Un jeune malien dans l’une des classes.

Et le monde évolue depuis des années sur un plan géopolitique complexe et sinueux, dont les conséquences se font sentir dans L’Europe  à l’augmentation du nombre de personnes tentant d’accéder au continent de manière irrégulière, principalement par la mer, mais aussi en traversant les frontières terrestres à pied. L’invasion russe de l’Ukraine et l’instabilité généralisée du pays sahel et des pays du nord Afrique ont fait que le nombre d’immigration irrégulière en 2023 soit, jusqu’en novembre, le plus élevé d’Europe depuis 2016, selon les données gérées Frontex (la Agence européenne de garde-frontières et de garde-côtes).

Le phénomène migratoire a pleinement affecté Espagne. Les bilans du Ministère de l’Intérieur montrent que notre pays a enregistré cette année le plus grand nombre d’entrées irrégulières des cinq dernières. Seulement le îles Canaries ont compté plus que toute l’Espagne en 2022. L’archipel a battu son record historique, dépassant le chiffre connu sous le nom de crise du canoë en 2006, ce qui a entraîné le débarquement sur ses côtes de 31 678 personnes. En 2023, au 15 décembre, 37.187 sont arrivés (140% de plus qu’en 2022 à cette même date), un chiffre qui représente 70% du nombre total d’arrivées dans le pays, 52.945. Derrière cette augmentation disproportionnée se cache la crise sociale et politique que le Sénégal depuis l’été, qui a poussé des milliers de personnes, confrontées à l’impossibilité de fuir autrement, à prendre la mer à la recherche d’un avenir qu’elles ne pouvaient pas trouver dans leur pays d’origine. En conséquence, et en raison de sa position géographique, l’île de Le fer Elle est devenue pendant des semaines l’épicentre de l’immigration irrégulière dans toute l’Europe.

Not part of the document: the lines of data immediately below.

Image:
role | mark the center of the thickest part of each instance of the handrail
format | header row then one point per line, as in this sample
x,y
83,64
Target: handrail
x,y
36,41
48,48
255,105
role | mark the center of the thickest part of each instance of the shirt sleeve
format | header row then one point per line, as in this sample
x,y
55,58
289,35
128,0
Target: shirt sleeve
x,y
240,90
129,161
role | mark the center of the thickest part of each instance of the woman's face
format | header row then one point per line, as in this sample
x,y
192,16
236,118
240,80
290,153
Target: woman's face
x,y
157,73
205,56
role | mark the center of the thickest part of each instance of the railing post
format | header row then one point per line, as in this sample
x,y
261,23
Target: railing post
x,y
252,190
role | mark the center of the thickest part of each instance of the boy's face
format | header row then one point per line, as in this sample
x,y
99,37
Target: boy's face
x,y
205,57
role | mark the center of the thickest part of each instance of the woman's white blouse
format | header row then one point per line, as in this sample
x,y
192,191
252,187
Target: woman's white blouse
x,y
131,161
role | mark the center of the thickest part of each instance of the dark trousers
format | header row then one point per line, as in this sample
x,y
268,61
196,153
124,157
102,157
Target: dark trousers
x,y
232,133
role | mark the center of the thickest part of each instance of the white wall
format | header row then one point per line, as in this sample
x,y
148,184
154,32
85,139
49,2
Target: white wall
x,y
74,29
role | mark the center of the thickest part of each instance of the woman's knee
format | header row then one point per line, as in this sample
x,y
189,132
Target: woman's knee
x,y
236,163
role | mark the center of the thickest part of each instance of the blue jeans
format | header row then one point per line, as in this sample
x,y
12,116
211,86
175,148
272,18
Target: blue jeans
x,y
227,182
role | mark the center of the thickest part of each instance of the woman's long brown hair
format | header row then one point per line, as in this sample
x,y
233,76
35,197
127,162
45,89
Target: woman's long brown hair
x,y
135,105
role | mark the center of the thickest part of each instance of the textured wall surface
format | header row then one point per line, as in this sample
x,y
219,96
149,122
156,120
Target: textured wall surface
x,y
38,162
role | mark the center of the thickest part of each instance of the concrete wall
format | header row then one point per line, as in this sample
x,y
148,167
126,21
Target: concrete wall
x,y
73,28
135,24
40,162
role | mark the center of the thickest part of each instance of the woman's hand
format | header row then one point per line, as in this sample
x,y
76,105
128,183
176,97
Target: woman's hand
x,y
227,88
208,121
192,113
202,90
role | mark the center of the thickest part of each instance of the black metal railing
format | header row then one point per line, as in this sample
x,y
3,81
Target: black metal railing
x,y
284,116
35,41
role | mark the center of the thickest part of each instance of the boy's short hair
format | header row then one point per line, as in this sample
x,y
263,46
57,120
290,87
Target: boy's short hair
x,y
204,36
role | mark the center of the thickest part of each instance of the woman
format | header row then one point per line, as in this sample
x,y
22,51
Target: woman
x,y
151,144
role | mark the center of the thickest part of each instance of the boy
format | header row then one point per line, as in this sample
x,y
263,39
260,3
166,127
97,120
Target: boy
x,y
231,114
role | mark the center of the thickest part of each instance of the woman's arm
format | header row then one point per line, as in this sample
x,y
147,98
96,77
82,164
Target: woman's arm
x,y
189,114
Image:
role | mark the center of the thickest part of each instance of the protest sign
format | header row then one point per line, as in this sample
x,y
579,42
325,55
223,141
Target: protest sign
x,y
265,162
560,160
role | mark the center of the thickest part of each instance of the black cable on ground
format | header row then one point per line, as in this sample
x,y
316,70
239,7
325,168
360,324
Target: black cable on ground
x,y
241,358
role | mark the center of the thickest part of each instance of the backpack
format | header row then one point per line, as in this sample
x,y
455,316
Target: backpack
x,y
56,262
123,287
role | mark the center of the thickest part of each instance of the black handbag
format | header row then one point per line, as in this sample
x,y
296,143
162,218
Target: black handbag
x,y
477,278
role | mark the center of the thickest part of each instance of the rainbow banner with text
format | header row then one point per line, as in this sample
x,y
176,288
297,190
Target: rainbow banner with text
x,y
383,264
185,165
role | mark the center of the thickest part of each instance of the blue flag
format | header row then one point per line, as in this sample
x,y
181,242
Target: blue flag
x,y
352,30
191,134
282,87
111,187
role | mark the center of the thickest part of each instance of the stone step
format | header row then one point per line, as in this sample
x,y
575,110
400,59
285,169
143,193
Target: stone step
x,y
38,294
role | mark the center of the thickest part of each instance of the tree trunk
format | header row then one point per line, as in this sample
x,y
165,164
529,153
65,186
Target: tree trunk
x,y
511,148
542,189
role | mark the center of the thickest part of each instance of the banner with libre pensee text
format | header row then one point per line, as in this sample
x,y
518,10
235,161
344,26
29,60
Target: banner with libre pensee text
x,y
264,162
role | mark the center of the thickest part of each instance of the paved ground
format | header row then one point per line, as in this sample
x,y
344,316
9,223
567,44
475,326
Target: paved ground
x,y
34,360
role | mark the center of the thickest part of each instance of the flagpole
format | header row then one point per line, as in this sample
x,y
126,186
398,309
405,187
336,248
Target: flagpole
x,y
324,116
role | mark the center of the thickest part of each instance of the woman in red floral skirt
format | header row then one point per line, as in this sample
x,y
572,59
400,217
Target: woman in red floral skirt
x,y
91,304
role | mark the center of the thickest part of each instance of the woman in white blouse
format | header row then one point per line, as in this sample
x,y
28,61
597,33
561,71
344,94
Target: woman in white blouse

Les conditions pour demander l’asile varient en fonction de chaque personne.

L’écoulement constant des cayucos a provoqué la saturation des modestes infrastructures d’une île d’à peine 10 000 habitants et a mis en lumière le manque de prévoyance du gouvernement, incapable d’anticiper la situation et, par conséquent, de mener une action ordonnée et transparente. répartition des immigrants dans la péninsule. Ce n’est qu’à la mi-octobre que l’Exécutif décide de renforcer le contingent de la Garde civile déjà déployé au Sénégal avec deux avions de surveillance et Mauritanie, mais ce qui a réellement arrêté l’arrivée des cayucos, c’est l’arrivée de l’automne et la détérioration des conditions météorologiques dans l’océan, qui malgré cela ne s’est pas complètement arrêtée ; sans aller plus loin, Sauvetage maritime Ce mercredi, elle a secouru deux bateaux avec 125 personnes à bord qui se dirigeaient vers El Hierro.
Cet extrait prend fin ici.